All the feels
— by Dan Geaves
As a fundraiser I am interested in provoking emotional reactions to communications. Retelling the right story is one step to achieving this. But to really build a connection between the audience and the beneficiary, I believe you need to drive empathetic responses.
When I first started out in fundraising eighteen years ago I remember learning the adage “get the donor to walk in the shoes of the beneficiary.”
I sometimes found it hard to do this myself, and that made me wary. When I am writing a brief for my creative team colleagues (copywriters and designer art directors) to follow, I challenge myself to consider whether I am addressing all the barriers that the audience may have to taking action.
The thing I found hard was that as a white man who had grown up with books, the secure love of a family, and the benefit of some great friends who could both build me up and cut me down to size, I was (I am) privileged.
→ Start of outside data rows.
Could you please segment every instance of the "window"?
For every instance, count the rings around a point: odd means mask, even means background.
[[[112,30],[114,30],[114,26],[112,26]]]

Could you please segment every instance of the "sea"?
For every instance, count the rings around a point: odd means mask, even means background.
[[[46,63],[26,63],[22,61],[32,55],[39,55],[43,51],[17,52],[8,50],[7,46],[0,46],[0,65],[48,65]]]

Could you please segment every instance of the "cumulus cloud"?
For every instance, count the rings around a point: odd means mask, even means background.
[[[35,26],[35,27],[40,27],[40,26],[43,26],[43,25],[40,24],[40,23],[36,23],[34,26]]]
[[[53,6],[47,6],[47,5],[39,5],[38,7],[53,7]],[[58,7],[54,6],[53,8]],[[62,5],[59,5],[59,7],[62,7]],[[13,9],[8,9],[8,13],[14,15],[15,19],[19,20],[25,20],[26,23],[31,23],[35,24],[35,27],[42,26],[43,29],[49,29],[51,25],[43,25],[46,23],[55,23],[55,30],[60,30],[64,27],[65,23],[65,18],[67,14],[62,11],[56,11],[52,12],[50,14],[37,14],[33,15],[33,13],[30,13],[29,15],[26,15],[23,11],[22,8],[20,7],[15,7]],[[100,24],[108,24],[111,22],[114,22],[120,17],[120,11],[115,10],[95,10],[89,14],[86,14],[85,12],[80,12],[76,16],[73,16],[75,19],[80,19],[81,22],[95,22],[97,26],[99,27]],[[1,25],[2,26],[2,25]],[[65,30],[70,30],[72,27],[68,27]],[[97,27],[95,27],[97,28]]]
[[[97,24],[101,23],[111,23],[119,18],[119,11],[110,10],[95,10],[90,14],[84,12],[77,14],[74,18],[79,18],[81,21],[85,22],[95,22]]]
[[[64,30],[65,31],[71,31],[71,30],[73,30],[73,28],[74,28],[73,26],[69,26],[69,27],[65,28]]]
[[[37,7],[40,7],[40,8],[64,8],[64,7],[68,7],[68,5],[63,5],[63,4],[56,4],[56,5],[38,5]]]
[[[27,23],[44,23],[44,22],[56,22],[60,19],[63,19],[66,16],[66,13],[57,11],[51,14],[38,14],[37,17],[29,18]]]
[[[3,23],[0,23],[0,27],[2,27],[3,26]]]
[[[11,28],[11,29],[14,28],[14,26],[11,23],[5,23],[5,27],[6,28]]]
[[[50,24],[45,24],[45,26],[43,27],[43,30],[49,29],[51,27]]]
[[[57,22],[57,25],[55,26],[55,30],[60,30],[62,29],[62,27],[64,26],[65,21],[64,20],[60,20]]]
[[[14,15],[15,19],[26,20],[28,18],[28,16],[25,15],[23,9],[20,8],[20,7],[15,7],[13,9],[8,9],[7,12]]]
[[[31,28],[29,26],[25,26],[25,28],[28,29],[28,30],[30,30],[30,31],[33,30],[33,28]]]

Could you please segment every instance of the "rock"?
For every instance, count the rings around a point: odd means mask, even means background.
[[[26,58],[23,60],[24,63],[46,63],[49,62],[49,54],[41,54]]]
For certain causes I could tap into my (limited) troubled life experiences. I knew about sobbing at children’s funerals. I knew about family breakdowns. I even knew a little about feeling excluded. But I couldn’t imagine what it would feel like to be diagnosed with a life-threatening condition, or to feel my life was at risk because of who I am, or what it would feel like for me to put my kids to sleep knowing their bellies were empty.
I came to realise that asking anyone to “imagine how it feels” is kind of flawed because it isn’t all that easy to do. In her 2014 book The Empathy essays, writer Leslie Jamison noted that:
“Empathy isn’t just something that happens to us – a meteor shower of synapses firing across the brain – it’s also a choice we make: to pay attention, to extend ourselves. It’s made of exertion, that dowdier cousin of impulse.
So I wonder, how do we make empathy easier?
I think it helps to consider two different ways that “walking in the shoes of a beneficiary” can be interpreted. They are subtly different yet the impact of encouraging each is different.
- The first is “how would I feel if I were in their shoes, living their life?”
- The second is “how would I feel if I were them wearing their shoes and living their life?”
With the first the audience is encouraged to think of their own life, and how they react to circumstances. The goal is to create an understanding that “if I were in their situation I would need help too.” But in practise it doesn’t really work. People can imagine how it might feel to speak in public, or sit down and write a letter as a signatory. But they are usually too good at protecting themselves to consider “how would I feel if i were in need?” They distract themselves from doing so.
They can’t easily imagine how it feels to lose their job, beyond thinking “that would be bad.” They can’t imagine having a life threatening disease such as cancer or to be really really hungry beyond believing “that’s not what I want.” So unless they have actually experienced it, we’re heading down a relatively short path in their imagination.
Side note: our most successful (pre-COVID) appeal for Vinnies asked people to consider when they had already felt lonely. Not “imagine how it feels to be lonely.”
With the second type of empathy there is a genuine request for the audience to consider the world how the beneficiary is seeing the world. To feel what they felt. This is actually how readers absorb books, and how audiences view films. There is now evidence that when we do so, the same part of our brains light up with activity as if we were actually experiencing it. It is why we experience joy and sorrow when watching plays or even an advert.
We don’t imagine how it would feel if we were them, we imagine how it feels to be them and then we relate that to our own life and life experiences.
By using the second type of empathy I believe we are likely to get deeper into people’s imaginations. That is what creates the connection to the beneficiary. And whilst spending time in their imaginations, we will leave room for something else to be imagined. Instead of imagining themself in need, we create the space for the donor to see themselves being the hero who helps someone else in need.
The psychologists Daniel Goleman and Paul Ekman refer to this as compassionate empathy. Compassionate empathy (also known as empathic concern) goes beyond simply understanding others and sharing their feelings: it actually moves us to take action, to help however we can. This is the feeling I’m striving for. I imagine you are too.